Cpl. Steve Martin, 24. (DND)

On Dec. 18, Cpl. Steve Martin, from St-Cyrille-de-Wendover, Que., becamethe 16th Canadian soldier to die in Afghanistan this past year.A total of 154 Canadian soldiers have been killed since the military mission began in 2002.

Baseball tipped its cap to Cleveland fireballer Bob Feller, among several other former players, as well as to the blustery former Yankees owner George Steinbrenner and Hall of Fame manager Sparky Anderson, the only helmsman to win the World Series with teams from both major leagues.

Basketball said goodbye to UCLA coaching legend John Wooden and to Sudanese-born Manute Bol, the 7-foot-7 giant whose height was only exceeded by his exceptional aid work in the developing world after he left the game.

Speaking of giants, the cinematic world lost three larger-than-life figures: Hollywood legend Tony Curtis, 85, whose career spanned nearly six decades; comic director Blake Edwards, 88 (Breakfast at Tiffany's, the Pink Panther series) and, at 74, Dennis Hopper, who brought counterculture to more than the big screen.

Also gone: Jill Clayburgh, 66, the feisty American actress who helped redefine Hollywood's view of women, and Lynn Redgrave, the free-thinking British Georgy Girl to 1960s moviegoers, whose troubled life later became the grist for a one-woman stage show.

TV lost one of its favourite dads, Tom Bosley, 83, who played Ritchie Cunningham's father on the long-running Happy Days; and TVOntario watchers said goodbye to a favourite children's-show actor, Toronto's versatile Denis Simpson, 59, one of the founders of the singing group The Nylons and a long-serving host of Polka Dot Door.

For a generation raised on Walt Disney's Davy Crockett and Daniel Boone, actor Fess Parker passed away in March at his California winery. He was 85.

On history's broad stage, there were many notable passings.
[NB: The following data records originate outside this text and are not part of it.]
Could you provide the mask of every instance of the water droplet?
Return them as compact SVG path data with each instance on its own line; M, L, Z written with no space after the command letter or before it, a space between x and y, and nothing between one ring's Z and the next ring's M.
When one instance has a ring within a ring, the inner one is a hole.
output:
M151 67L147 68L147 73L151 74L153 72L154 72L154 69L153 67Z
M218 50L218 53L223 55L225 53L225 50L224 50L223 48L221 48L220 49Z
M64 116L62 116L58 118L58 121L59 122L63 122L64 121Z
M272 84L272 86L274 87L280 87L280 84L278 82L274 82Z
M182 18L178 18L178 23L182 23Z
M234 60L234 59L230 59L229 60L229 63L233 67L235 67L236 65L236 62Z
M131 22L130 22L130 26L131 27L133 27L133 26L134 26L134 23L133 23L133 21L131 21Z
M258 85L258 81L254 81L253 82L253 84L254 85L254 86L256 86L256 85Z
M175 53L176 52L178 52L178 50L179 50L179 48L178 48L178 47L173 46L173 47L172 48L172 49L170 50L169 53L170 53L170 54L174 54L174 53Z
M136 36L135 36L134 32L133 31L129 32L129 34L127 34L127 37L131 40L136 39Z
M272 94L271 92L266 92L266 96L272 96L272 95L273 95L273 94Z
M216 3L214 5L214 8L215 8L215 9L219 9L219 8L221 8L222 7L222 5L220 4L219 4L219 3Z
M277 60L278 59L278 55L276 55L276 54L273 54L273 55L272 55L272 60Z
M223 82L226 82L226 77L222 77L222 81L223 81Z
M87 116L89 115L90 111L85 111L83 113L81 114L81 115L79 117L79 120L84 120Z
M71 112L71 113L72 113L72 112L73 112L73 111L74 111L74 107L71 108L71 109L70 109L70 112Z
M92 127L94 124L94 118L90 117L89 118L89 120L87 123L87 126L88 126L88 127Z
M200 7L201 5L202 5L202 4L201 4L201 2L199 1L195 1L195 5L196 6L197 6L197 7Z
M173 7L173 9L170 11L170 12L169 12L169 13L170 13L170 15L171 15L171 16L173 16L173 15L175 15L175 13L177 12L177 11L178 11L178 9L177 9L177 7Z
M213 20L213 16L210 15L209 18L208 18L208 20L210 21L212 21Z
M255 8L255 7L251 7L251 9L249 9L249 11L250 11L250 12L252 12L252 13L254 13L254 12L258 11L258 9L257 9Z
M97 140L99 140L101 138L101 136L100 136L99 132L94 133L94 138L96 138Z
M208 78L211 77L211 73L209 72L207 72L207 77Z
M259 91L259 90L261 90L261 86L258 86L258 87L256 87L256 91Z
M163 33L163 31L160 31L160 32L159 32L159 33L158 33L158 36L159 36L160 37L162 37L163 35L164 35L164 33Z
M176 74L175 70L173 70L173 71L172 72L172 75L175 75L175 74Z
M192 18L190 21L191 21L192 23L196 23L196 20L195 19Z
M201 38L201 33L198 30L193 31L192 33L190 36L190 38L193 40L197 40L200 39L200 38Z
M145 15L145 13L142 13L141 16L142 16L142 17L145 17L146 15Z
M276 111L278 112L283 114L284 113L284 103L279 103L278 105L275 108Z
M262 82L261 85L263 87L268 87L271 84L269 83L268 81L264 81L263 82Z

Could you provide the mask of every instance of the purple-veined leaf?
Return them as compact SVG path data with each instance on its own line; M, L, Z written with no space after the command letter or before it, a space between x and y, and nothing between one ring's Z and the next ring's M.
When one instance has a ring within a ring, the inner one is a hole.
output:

Among them: Richard Holbrooke, the U.S. fixer and diplomat extraordinaire; Viktor Chernomyrdin, Russia's prime minister in the turbulent 1990s; Nestor Kirchner, the former president of Argentina and husband of the country's current leader; Chief Billy Diamond, at 61, who gave voice and an historic land claims deal to the James Bay Cree; Elizabeth Edwards, the tabloid-suffering wife of former U.S. presidential candidate and senator John Edwards; Alexander Haig, the former general who tried to run Richard Nixon's chaotic White House in the wake of Watergate; and Michael Foot, the fiery orator and long-serving British Labour Party stalwart who was soundly trounced by the Conservatives' Margaret Thatcher when it was his turn as leader.

Hollywood and Broadway legends Tony Curtis and Lena Horne. (Associated Press)

December took one of the world's great builders the Hungarian-born, Toronto-based engineer George Vari, 87 whose international triumphs, such as the Tour Montparnesse in Paris, were overshadowed only by his unflagging philanthropy.

We also lost a couple of those who tried valiantly to make sense of it all, including Theodore Sorensen, 82, the studious JFK aide who wrote most of the speeches and poetic phrases that came to define the United States's brief Camelot in the 1960s; Howard Zinn, the feisty left-wing American historian, 87; and Tony Judt, 62, the sharply polemical, British-born historian who was one of the acknowledged experts on postwar Europe.